The recipes this week have made me pleased as punch. First, the soup that has made me look forward to the gloomy winter ahead, so delicious it is! Then, the chocolate muffin recipe I’ve been searching for my entire life. Ok, that was a slight exaggeration, but you get the idea. And now this!
Sesame peanut noodles. I’ve been scared of recipes like this. I don’t know…peanut butter in a savory noodle dish? Hm, the thought is a little hard for me to embrace. But then (then!) I had a similar type dish in a delightful local restaurant and decided my life would never be the same if I didn’t try to make it at home.
So I went to my most trusted source and made this version and it is absolutely, utterly fantastic. Although it isn’t an exact replica of my restaurant fare, slightly less creamy and saucy, it is undeniably the perfect blend of a slightly sweet, lightly spicy peanut sauce and a hint of sesame.
The pasta has a tendency to get a little dry upon standing but resumes perfection once a tablespoon of very hot water is stirred in. I think next time I might even double the sauce to give it a little more sauce-factor, but despite that, this meal has allowed sesame noodles to be part of my world forever. And that is a wonderful thing.

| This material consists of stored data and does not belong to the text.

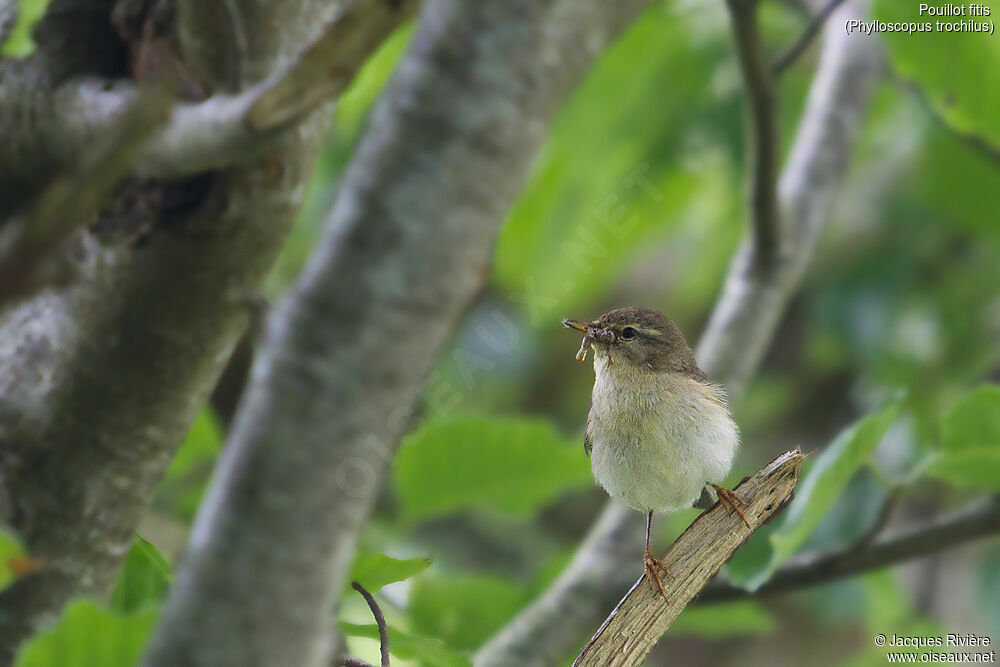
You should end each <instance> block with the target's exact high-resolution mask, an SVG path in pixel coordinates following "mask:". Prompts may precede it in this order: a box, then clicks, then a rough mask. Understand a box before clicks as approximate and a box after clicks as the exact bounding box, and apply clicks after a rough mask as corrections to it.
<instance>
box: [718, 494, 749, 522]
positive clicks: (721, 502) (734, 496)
mask: <svg viewBox="0 0 1000 667" xmlns="http://www.w3.org/2000/svg"><path fill="white" fill-rule="evenodd" d="M712 488H713V489H715V493H716V495H718V496H719V504H720V505H722V506H723V507H725V508H726V509H727V510H729V512H730V513H732V512H736V513H737V514H739V515H740V518H741V519H743V523H745V524H746V525H747V528H750V522H749V521H747V517H746V515H745V514H744V513H743V508H744V507H746V506H747V503H746V501H745V500H743V499H742V498H740V497H739V496H738V495H736V494H735V493H733V492H732V491H730V490H729V489H727V488H725V487H722V486H719V485H718V484H713V485H712Z"/></svg>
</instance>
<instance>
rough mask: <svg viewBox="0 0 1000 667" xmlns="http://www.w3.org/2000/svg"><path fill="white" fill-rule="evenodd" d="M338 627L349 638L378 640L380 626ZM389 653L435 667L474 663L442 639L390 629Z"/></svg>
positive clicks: (353, 626) (351, 623)
mask: <svg viewBox="0 0 1000 667" xmlns="http://www.w3.org/2000/svg"><path fill="white" fill-rule="evenodd" d="M337 627H338V628H340V631H341V632H343V633H344V634H345V635H347V636H348V637H364V638H366V639H374V640H376V641H377V640H378V638H379V635H378V626H377V625H375V624H371V625H358V624H356V623H345V622H343V621H340V622H339V623H337ZM389 652H390V653H392V654H393V655H395V656H396V657H398V658H401V659H402V660H419V661H421V662H422V663H423V664H427V665H434V667H438V666H440V667H468V666H469V665H471V664H472V662H471V661H470V660H469V659H468V658H466V657H465V656H463V655H461V654H459V653H456V652H454V651H452V650H451V649H449V648H448V647H447V646H445V645H444V642H442V641H441V640H440V639H431V638H429V637H418V636H417V635H411V634H407V633H405V632H400V631H399V630H396V629H395V628H391V627H390V628H389Z"/></svg>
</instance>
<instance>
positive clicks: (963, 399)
mask: <svg viewBox="0 0 1000 667" xmlns="http://www.w3.org/2000/svg"><path fill="white" fill-rule="evenodd" d="M941 430H942V435H943V439H944V443H943V444H944V447H945V449H949V450H960V449H966V448H977V449H978V448H981V447H984V446H986V445H994V446H996V447H1000V386H997V385H995V384H986V385H982V386H980V387H977V388H975V389H973V390H972V391H971V392H969V393H968V394H966V395H965V397H963V398H962V400H960V401H959V402H958V403H957V404H956V405H955V407H953V408H952V409H951V411H950V412H949V413H948V414H947V416H945V418H944V422H943V424H942V427H941Z"/></svg>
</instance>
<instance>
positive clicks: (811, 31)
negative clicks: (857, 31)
mask: <svg viewBox="0 0 1000 667" xmlns="http://www.w3.org/2000/svg"><path fill="white" fill-rule="evenodd" d="M842 2H844V0H829V2H827V3H826V4H825V5H824V6H823V8H822V9H820V10H819V12H817V14H816V15H815V16H814V17H813V18H812V20H811V21H810V22H809V25H807V26H806V29H805V31H804V32H803V33H802V35H801V36H800V37H799V38H798V39H797V40H796V41H795V43H794V44H792V46H791V47H790V48H789V49H788V50H787V51H785V52H784V53H783V54H781V55H780V56H779V57H778V59H777V60H775V61H774V65H772V66H771V69H772V70H773V71H774V73H775V75H778V74H781V73H782V72H784V71H785V70H786V69H788V67H789V66H790V65H791V64H792V63H794V62H795V61H796V60H797V59H798V57H799V56H800V55H802V52H803V51H805V50H806V48H808V47H809V45H810V44H812V41H813V40H814V39H816V35H818V34H819V33H820V30H822V28H823V24H824V23H826V20H827V19H828V18H830V15H831V14H833V12H834V10H836V9H837V7H839V6H840V5H841V3H842Z"/></svg>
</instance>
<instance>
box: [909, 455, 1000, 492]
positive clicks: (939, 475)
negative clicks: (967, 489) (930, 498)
mask: <svg viewBox="0 0 1000 667" xmlns="http://www.w3.org/2000/svg"><path fill="white" fill-rule="evenodd" d="M923 472H924V475H926V476H928V477H934V478H936V479H943V480H945V481H946V482H949V483H950V484H953V485H954V486H959V487H968V488H974V489H986V490H991V491H1000V446H994V447H981V448H978V449H963V450H962V451H958V452H949V451H945V452H942V453H941V455H940V456H939V457H936V458H935V459H934V460H933V461H932V462H931V463H930V464H929V465H928V466H927V467H926V468H925V469H924V471H923Z"/></svg>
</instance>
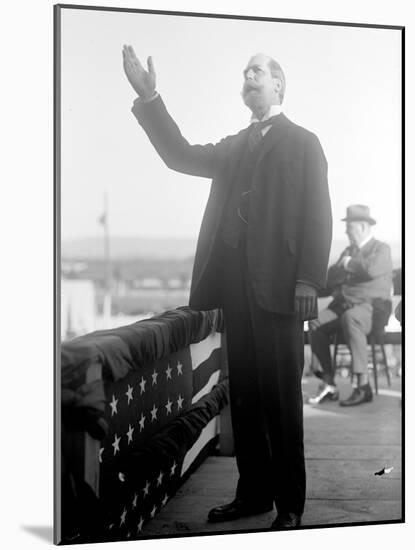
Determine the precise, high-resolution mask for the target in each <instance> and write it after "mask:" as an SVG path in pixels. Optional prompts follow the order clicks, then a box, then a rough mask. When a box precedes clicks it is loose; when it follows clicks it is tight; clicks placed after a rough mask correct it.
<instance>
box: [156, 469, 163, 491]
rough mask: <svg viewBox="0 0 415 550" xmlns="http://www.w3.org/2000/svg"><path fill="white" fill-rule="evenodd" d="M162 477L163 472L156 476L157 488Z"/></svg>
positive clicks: (159, 484) (160, 480)
mask: <svg viewBox="0 0 415 550" xmlns="http://www.w3.org/2000/svg"><path fill="white" fill-rule="evenodd" d="M163 476H164V474H163V472H160V473H159V476H158V478H157V487H159V486H160V485H161V482H162V479H163Z"/></svg>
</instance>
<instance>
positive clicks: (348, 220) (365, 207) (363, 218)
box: [342, 204, 376, 225]
mask: <svg viewBox="0 0 415 550" xmlns="http://www.w3.org/2000/svg"><path fill="white" fill-rule="evenodd" d="M362 221H365V222H368V223H370V225H374V224H375V223H376V220H374V219H373V218H371V216H370V210H369V207H368V206H365V205H364V204H352V205H351V206H348V207H347V210H346V217H345V218H343V219H342V222H362Z"/></svg>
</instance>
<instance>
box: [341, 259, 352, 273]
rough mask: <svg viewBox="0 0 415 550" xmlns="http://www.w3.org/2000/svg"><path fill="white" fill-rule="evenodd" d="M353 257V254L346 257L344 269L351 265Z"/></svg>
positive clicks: (344, 262) (344, 263)
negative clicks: (351, 256) (352, 256)
mask: <svg viewBox="0 0 415 550" xmlns="http://www.w3.org/2000/svg"><path fill="white" fill-rule="evenodd" d="M351 259H352V257H351V256H346V257H345V258H344V263H343V268H344V269H346V270H347V266H348V265H349V263H350V260H351Z"/></svg>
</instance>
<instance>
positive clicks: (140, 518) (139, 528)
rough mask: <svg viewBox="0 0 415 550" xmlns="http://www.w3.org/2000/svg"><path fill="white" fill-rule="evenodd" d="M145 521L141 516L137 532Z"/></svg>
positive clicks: (140, 528) (137, 528) (138, 523)
mask: <svg viewBox="0 0 415 550" xmlns="http://www.w3.org/2000/svg"><path fill="white" fill-rule="evenodd" d="M143 523H144V520H143V518H142V517H140V521H139V522H138V525H137V533H139V532H140V531H141V529H142V528H143Z"/></svg>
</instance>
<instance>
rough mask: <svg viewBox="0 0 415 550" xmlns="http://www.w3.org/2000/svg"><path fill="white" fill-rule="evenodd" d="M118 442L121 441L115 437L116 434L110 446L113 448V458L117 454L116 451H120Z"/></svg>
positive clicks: (120, 437) (119, 443) (119, 441)
mask: <svg viewBox="0 0 415 550" xmlns="http://www.w3.org/2000/svg"><path fill="white" fill-rule="evenodd" d="M120 441H121V437H117V434H115V436H114V443H113V444H112V446H113V447H114V456H115V454H116V453H117V451H119V450H120Z"/></svg>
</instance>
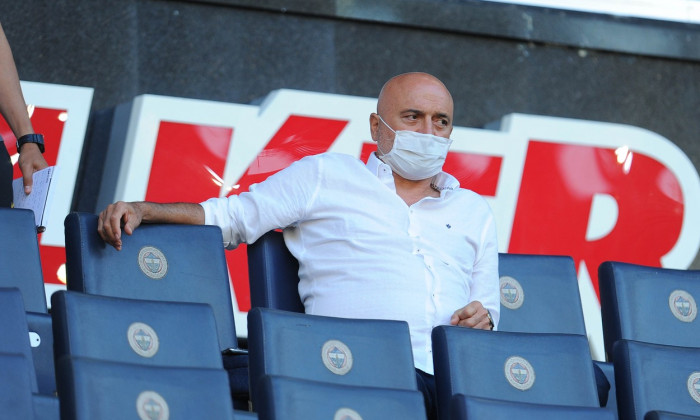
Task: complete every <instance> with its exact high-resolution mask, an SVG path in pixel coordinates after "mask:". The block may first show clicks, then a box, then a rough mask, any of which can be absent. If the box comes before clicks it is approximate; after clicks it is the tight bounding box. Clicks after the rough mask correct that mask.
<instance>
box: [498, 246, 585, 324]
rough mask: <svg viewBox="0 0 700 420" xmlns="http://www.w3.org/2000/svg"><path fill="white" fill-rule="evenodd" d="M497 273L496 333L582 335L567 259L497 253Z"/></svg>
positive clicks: (579, 297)
mask: <svg viewBox="0 0 700 420" xmlns="http://www.w3.org/2000/svg"><path fill="white" fill-rule="evenodd" d="M498 271H499V275H500V283H501V284H500V290H501V318H500V321H499V323H498V329H499V330H500V331H514V332H535V333H567V334H581V335H586V325H585V322H584V318H583V308H582V306H581V296H580V293H579V288H578V278H577V276H576V266H575V265H574V260H573V259H572V258H571V257H568V256H556V255H532V254H506V253H500V254H499V255H498Z"/></svg>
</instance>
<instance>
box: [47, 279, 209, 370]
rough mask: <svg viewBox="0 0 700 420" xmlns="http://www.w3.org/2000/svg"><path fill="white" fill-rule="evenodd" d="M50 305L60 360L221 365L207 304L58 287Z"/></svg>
mask: <svg viewBox="0 0 700 420" xmlns="http://www.w3.org/2000/svg"><path fill="white" fill-rule="evenodd" d="M51 306H52V309H51V312H52V316H53V326H54V330H55V331H54V339H55V355H56V359H57V360H58V359H60V358H62V357H64V356H66V355H71V356H79V357H89V358H94V359H102V360H111V361H117V362H126V363H135V364H147V365H156V366H182V367H204V368H219V369H221V368H223V364H222V359H221V353H220V349H219V341H218V337H217V331H216V322H215V320H214V314H213V311H212V309H211V307H210V306H209V305H206V304H202V303H187V302H165V301H148V300H140V299H126V298H114V297H107V296H99V295H89V294H85V293H79V292H73V291H58V292H56V293H54V294H53V295H52V296H51Z"/></svg>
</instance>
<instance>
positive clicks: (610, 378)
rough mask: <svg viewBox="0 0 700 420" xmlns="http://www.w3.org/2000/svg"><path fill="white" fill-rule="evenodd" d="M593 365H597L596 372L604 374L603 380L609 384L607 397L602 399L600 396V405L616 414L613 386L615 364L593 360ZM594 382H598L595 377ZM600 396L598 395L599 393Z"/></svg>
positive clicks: (601, 373) (614, 377) (615, 400)
mask: <svg viewBox="0 0 700 420" xmlns="http://www.w3.org/2000/svg"><path fill="white" fill-rule="evenodd" d="M593 366H595V367H597V369H598V371H597V372H598V373H597V374H603V375H605V380H606V381H607V382H608V384H609V385H610V389H609V390H608V395H607V398H605V400H604V401H602V400H603V399H602V398H601V406H602V407H605V408H607V409H609V410H610V411H612V412H613V413H615V415H617V411H618V410H617V387H616V386H615V365H613V363H612V362H602V361H599V360H594V361H593ZM596 382H598V383H600V381H598V379H597V378H596ZM599 397H600V395H599Z"/></svg>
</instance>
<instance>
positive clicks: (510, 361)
mask: <svg viewBox="0 0 700 420" xmlns="http://www.w3.org/2000/svg"><path fill="white" fill-rule="evenodd" d="M504 373H505V375H506V379H507V380H508V383H509V384H511V385H512V386H513V387H514V388H516V389H519V390H521V391H527V390H528V389H530V388H532V386H533V385H534V384H535V369H533V368H532V365H531V364H530V363H529V362H528V361H527V360H525V359H524V358H522V357H520V356H511V357H509V358H508V359H507V360H506V364H505V366H504Z"/></svg>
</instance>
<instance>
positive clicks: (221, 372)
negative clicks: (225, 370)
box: [57, 357, 233, 420]
mask: <svg viewBox="0 0 700 420" xmlns="http://www.w3.org/2000/svg"><path fill="white" fill-rule="evenodd" d="M57 369H58V372H59V375H58V376H57V381H58V388H59V395H61V418H63V419H76V420H81V419H101V420H122V419H127V418H142V419H147V418H148V419H159V418H173V419H176V418H179V419H204V418H206V419H233V406H232V403H231V398H230V396H229V388H228V378H227V375H226V372H225V371H224V370H223V369H208V368H185V367H164V366H149V365H139V364H130V363H119V362H111V361H104V360H95V359H89V358H80V357H64V358H62V359H61V360H60V361H58V362H57Z"/></svg>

Note: To be honest, I think the chicken is a bit of an afterthought in this recipe, and while good, this could easily be made vegetarian by leaving out the chicken. Alternately, the chicken could be grilled or cooked in any number of ways since the shredded chicken is simply added to the noodles (just make sure the chicken is well seasoned with salt and pepper before cooking for great flavor). Also, if you like noodle dishes a bit on the saucier side, consider doubling the sauce and adding it gradually to the noodles until reaching your desired consistency. Finally, the original recipe stated to serve the noodles cold but I didn't - instead we ate these slightly warm, at room temperature even, and they were fantastic.
- 1/4 cup sesame seeds
- 1/4 cup chunky peanut butter
- 2 medium cloves garlic , minced or pressed through garlic press (about 2 teaspoons)
- 1 tablespoon minced fresh ginger
- 5 tablespoons soy sauce
- 2 tablespoons rice vinegar
- 1 teaspoon hot pepper sauce (such as Tabasco)
- 2 tablespoons packed light brown sugar
- Hot water
- 1 1/2 pounds boneless, skinless chicken breast halves
- 1 tablespoon salt
- 12 ounces dried spaghetti noodles
- 2 tablespoons toasted sesame oil
- 4 scallions (green onions), sliced thin on diagonal
- 1 medium carrot, grated
- Toast sesame seeds in medium skillet over medium heat, stirring frequently, until golden and fragrant, about 10 minutes. Reserve 1 tablespoon sesame seeds in small bowl. In blender or food processor, puree remaining 3 tablespoons sesame seeds, peanut butter, garlic, ginger, soy sauce, vinegar, hot sauce, and sugar until smooth, about 30 seconds. With machine running, add hot water 1 tablespoon (for a total of about 5 tablespoons, give or take) at time until sauce has consistency of heavy cream, slightly thickened but purable. Set blender jar or workbowl aside.
- Bring 6 quarts water to boil in stockpot over high heat. Meanwhile, adjust oven rack to 6 inches from broiler element; heat broiler. Spray broiler pan or rimmed baking sheet lined with foil with cooking spray; place chicken breasts on top and broil chicken until lightly browned, 4 to 8 minutes. Using tongs, flip chicken over and continue to broil until thickest part is no longer pink when cut into and registers about 160 degrees on instant-read thermometer, 6 to 8 minutes. Transfer to cutting board and let rest 5 minutes. Using 2 forks, shred chicken into bite-size pieces and set aside. Add salt and noodles to boiling water; boil noodles until tender, about 10 minutes or according to package directions. Drain then toss noodles with sesame oil until evenly coated. Add shredded chicken, scallions, carrot, and sauce; toss to combine. Divide among individual bowls, sprinkle each bowl with portion of reserved toasted sesame seeds, and serve immediately.